The elected chief of Wyoming's education system, Cindy Hill, is vowing to fight after being stripped of her power and relegated to largely ceremonial and minor advisory duties on Tuesday afternoon.
Wyoming Gov. Matt Mead (R) signed legislation Tuesday that removed Hill, the state superintendent of public instruction, from her role as the chief executive of the state Department of Education and replaced her with an appointed state education director. The legislation had been passed by the Republican-controlled state Legislature last week, following accusations that Hill, a Republican elected in 2010, has mismanaged Wyoming's education system.
"This bill addressed a structural problem in a system that existed for many years," Mead said in a statement. "As education has become more complicated, we have been mired down. This change allows us to focus on educational excellence for our children."
Hill was present in Mead's conference room in Cheyenne when he signed the bill during a press conference at 3 p.m. MST. According to tweets from others present, she followed Mead into his private office after the press conference and served him with a lawsuit in an effort to block her removal.
Mead's spokesman, Renny MacKay, told The Huffington Post that the governor had been warned in advance to expect Hill's lawsuit. He said that Mead, a former U.S. attorney for Wyoming, had consulted with state Attorney General Greg Phillips, and both agreed the bill was constitutional.
A spokesman for Hill did not return calls from HuffPost for comment.
The action against Hill culminates a months-long war between Hill and legislators, who have passed a series of educational accountability bills since she took office in 2011. The removal bill was sponsored by leaders from both parties.
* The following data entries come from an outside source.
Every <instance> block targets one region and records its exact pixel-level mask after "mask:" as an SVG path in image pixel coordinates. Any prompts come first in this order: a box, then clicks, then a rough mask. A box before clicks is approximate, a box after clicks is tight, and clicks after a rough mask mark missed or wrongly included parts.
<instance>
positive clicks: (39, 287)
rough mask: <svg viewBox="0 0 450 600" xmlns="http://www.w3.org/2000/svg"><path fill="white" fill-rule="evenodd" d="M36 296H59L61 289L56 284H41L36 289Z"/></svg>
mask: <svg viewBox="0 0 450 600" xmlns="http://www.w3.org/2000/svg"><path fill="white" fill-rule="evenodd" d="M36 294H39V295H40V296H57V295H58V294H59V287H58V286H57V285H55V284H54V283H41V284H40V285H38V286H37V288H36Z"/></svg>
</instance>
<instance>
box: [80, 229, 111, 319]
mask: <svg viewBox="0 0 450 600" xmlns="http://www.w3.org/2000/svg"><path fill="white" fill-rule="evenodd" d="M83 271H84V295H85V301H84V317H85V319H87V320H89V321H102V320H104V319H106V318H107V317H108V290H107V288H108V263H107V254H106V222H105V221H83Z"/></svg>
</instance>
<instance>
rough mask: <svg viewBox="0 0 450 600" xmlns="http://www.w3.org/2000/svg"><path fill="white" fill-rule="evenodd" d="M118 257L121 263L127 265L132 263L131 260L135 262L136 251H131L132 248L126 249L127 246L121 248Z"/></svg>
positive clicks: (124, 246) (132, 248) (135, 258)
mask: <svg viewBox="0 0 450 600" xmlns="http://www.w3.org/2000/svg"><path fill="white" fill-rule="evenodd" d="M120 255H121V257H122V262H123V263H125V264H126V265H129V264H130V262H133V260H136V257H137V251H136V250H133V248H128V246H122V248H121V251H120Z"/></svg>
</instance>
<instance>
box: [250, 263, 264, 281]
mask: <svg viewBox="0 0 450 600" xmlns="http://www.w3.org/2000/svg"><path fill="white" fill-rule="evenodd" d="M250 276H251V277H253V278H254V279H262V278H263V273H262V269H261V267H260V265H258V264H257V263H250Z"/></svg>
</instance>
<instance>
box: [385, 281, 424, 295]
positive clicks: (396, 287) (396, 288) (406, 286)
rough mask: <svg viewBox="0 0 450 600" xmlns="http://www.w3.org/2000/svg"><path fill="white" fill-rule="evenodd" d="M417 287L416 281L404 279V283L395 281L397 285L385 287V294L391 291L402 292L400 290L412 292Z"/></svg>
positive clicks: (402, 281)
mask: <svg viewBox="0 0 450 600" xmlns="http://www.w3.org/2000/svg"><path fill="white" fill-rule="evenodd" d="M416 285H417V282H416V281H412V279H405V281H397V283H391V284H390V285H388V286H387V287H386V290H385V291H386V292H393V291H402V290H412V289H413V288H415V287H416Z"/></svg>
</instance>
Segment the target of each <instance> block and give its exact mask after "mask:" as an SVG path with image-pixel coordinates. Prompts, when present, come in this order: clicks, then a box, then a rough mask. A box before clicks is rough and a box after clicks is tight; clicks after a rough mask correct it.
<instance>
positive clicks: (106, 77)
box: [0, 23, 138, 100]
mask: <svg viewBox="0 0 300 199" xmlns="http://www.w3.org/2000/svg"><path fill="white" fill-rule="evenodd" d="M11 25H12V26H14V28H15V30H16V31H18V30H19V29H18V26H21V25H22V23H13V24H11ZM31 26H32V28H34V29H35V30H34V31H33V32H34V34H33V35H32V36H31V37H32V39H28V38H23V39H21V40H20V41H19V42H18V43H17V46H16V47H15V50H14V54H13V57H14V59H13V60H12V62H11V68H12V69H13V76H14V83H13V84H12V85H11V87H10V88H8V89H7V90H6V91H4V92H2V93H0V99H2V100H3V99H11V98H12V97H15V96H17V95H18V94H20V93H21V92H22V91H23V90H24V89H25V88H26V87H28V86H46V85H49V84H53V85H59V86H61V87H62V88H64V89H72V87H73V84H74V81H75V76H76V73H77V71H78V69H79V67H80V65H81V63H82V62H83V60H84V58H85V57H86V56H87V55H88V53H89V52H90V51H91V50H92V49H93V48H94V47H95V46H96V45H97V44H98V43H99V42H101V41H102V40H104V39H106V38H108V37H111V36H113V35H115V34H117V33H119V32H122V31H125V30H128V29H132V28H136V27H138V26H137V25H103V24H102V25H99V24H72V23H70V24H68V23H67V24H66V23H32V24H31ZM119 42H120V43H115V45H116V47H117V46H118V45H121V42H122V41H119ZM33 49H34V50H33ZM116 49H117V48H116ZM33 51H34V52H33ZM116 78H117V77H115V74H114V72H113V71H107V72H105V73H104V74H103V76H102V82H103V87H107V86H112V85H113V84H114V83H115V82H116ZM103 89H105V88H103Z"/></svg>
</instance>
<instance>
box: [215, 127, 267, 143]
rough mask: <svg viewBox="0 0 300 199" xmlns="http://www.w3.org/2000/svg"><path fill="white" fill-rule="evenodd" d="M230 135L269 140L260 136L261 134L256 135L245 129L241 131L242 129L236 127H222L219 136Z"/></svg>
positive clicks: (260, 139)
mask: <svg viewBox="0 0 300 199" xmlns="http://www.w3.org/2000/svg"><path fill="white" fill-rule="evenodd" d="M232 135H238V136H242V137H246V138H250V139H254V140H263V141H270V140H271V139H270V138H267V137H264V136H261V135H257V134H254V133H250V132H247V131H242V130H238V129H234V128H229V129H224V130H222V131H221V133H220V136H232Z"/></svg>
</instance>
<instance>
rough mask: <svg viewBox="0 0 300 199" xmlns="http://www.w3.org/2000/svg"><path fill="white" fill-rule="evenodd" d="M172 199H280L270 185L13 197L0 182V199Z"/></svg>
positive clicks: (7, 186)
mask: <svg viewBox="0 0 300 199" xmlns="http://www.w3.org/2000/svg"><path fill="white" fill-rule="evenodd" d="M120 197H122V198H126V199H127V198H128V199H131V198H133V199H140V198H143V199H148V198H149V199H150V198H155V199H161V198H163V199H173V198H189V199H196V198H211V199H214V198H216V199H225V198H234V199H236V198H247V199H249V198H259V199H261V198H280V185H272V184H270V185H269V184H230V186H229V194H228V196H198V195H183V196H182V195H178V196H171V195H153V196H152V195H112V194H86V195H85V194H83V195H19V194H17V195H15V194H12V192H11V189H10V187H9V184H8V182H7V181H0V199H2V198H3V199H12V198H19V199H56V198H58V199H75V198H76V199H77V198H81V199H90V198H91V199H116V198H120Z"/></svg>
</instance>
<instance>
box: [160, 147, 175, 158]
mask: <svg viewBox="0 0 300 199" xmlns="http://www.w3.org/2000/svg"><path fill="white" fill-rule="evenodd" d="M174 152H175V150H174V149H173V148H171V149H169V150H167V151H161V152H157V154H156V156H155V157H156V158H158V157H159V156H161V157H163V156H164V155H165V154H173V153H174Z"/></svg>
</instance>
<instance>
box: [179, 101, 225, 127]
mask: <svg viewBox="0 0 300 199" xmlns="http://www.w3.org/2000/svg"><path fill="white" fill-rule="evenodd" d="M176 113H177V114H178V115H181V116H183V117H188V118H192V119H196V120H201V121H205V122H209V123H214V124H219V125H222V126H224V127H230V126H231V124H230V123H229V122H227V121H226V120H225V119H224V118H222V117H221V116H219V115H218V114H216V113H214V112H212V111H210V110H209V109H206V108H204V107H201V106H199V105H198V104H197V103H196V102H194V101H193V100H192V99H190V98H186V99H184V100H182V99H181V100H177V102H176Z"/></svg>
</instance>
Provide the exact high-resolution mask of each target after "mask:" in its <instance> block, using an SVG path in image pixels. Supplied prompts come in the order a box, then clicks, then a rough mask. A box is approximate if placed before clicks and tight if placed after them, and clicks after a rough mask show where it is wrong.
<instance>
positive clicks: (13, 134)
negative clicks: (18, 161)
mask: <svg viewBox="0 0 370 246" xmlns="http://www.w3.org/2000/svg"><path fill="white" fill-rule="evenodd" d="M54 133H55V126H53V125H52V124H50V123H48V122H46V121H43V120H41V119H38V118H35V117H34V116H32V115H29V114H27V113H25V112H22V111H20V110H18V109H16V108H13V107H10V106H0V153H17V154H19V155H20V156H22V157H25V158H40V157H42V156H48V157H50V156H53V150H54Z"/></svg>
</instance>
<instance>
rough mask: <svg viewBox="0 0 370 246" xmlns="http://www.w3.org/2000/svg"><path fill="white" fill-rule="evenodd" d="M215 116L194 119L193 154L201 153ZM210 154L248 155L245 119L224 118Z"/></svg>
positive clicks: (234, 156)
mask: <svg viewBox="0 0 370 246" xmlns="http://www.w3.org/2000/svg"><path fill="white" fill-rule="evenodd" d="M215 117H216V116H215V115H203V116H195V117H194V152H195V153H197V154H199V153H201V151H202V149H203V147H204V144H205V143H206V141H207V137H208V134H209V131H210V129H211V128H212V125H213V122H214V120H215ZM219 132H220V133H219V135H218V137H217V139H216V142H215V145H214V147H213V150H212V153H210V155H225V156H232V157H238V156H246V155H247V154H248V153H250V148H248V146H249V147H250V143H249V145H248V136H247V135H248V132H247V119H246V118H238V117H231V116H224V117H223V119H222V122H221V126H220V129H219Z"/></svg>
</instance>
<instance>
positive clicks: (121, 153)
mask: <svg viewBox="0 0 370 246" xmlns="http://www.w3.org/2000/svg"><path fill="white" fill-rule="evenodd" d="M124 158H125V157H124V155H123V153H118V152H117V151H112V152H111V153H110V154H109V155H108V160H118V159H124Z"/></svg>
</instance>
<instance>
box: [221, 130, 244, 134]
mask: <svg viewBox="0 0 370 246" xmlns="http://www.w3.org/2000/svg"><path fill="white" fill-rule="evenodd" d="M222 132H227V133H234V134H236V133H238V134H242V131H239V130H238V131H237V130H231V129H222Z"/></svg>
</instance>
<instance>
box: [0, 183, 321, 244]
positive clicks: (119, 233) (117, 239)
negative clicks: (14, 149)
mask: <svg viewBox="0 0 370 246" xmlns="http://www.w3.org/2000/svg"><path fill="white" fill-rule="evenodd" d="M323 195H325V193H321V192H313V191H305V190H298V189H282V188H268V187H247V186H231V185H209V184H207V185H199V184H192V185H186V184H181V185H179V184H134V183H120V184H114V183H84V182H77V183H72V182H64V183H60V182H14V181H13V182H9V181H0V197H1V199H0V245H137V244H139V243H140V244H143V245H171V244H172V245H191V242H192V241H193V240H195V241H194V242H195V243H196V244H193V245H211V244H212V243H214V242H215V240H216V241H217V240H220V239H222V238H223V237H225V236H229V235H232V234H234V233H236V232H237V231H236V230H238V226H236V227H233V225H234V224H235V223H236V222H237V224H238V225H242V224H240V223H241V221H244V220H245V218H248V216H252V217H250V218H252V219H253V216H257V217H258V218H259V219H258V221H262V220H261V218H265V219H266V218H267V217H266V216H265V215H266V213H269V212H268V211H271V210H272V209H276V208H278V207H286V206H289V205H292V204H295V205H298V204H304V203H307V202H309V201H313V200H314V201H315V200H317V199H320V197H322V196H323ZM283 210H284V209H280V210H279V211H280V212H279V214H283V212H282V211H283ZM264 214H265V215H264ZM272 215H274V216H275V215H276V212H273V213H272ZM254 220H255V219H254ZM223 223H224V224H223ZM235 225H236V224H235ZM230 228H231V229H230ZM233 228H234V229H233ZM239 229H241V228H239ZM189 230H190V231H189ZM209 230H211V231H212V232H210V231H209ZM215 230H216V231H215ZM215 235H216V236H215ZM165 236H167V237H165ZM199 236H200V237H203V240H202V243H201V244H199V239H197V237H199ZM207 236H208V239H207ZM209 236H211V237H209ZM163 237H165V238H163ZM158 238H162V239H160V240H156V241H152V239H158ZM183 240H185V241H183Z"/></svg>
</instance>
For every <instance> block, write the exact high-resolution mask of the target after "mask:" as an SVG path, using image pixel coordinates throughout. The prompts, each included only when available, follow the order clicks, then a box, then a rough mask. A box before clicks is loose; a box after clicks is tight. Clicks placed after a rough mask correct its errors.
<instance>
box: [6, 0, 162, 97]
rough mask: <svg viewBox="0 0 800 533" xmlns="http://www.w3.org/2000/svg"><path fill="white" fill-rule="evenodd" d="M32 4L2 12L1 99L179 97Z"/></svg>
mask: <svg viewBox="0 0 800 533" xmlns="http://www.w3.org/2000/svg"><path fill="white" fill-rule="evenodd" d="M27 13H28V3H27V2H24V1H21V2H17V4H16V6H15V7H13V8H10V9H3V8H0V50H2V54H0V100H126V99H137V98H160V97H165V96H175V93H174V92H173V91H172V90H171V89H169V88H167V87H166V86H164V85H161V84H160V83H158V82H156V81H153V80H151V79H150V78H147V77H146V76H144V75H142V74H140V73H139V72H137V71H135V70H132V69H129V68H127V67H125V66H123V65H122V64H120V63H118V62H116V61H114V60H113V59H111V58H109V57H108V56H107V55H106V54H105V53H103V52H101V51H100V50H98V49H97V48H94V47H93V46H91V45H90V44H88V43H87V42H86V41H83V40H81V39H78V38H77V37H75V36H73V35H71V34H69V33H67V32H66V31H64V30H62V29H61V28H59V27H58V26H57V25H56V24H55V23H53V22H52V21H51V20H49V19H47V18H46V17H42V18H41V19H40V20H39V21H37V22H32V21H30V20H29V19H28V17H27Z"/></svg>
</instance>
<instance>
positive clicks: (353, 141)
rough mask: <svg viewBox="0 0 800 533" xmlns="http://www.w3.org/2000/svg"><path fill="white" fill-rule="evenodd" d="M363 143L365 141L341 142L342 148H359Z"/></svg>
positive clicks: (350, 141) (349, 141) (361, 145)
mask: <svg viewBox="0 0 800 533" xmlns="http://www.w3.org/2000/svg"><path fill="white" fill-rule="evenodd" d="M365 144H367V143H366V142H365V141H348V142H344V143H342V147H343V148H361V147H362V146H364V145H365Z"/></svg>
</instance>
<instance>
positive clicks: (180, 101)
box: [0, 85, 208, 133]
Among Hill's questionable actions cited by lawmakers was her refusal to implement a national testing program for Wyoming students.
Last year, legislators named two liaisons to monitor Hill's agency. They issued a scathing report on her conduct in November, saying that the Education Department was not performing its duties and had missed deadlines for federal funds.
Hill fired back that the liaisons had been named in an attempt to wrest control of the Education Department from her and called the move a "power grab."
Wyoming House Minority Leader Mary Throne (D-Laramie) told HuffPost she is pleased that Mead signed the legislation and she hopes that Hill's removal will focus attention on educational achievement in the state.
"It is the legislature's job to prescribe duties and create a structure of government that works," Throne said. "Education is too important and a huge portion of our spending."
Jim Rose, the head of the state's community college agency, will serve as interim education director.
Hill, who won the 2010 GOP primary based on Tea Party support, faces reelection in 2014. The superintendent's post is established in the Wyoming constitution, which says legislators shall define the job's duties. The state constitution only gives the superintendent the power of "general supervision" of education, along with a seat on the University of Wyoming board, and prohibits her from picking out textbooks.
Under the new legislation, Hill and her successors will continue to serve on several boards, including the state Board of Education. The superintendent will be required to write an annual report on public education in Wyoming, supervise the teacher-of-the-year awards, establish state policies on seclusion and restraint of students, develop model protocols for the prevention of concussions and head injuries in school athletic programs, and write guidelines for the storage of toxic chemicals at schools in partnership with state environmental officials. The concussion duties are largely advisory, as local school districts can adopt their own plans. The superintendent may also adopt regulations for "general supervision" of schools as long as they don't conflict with the Education Department's rules.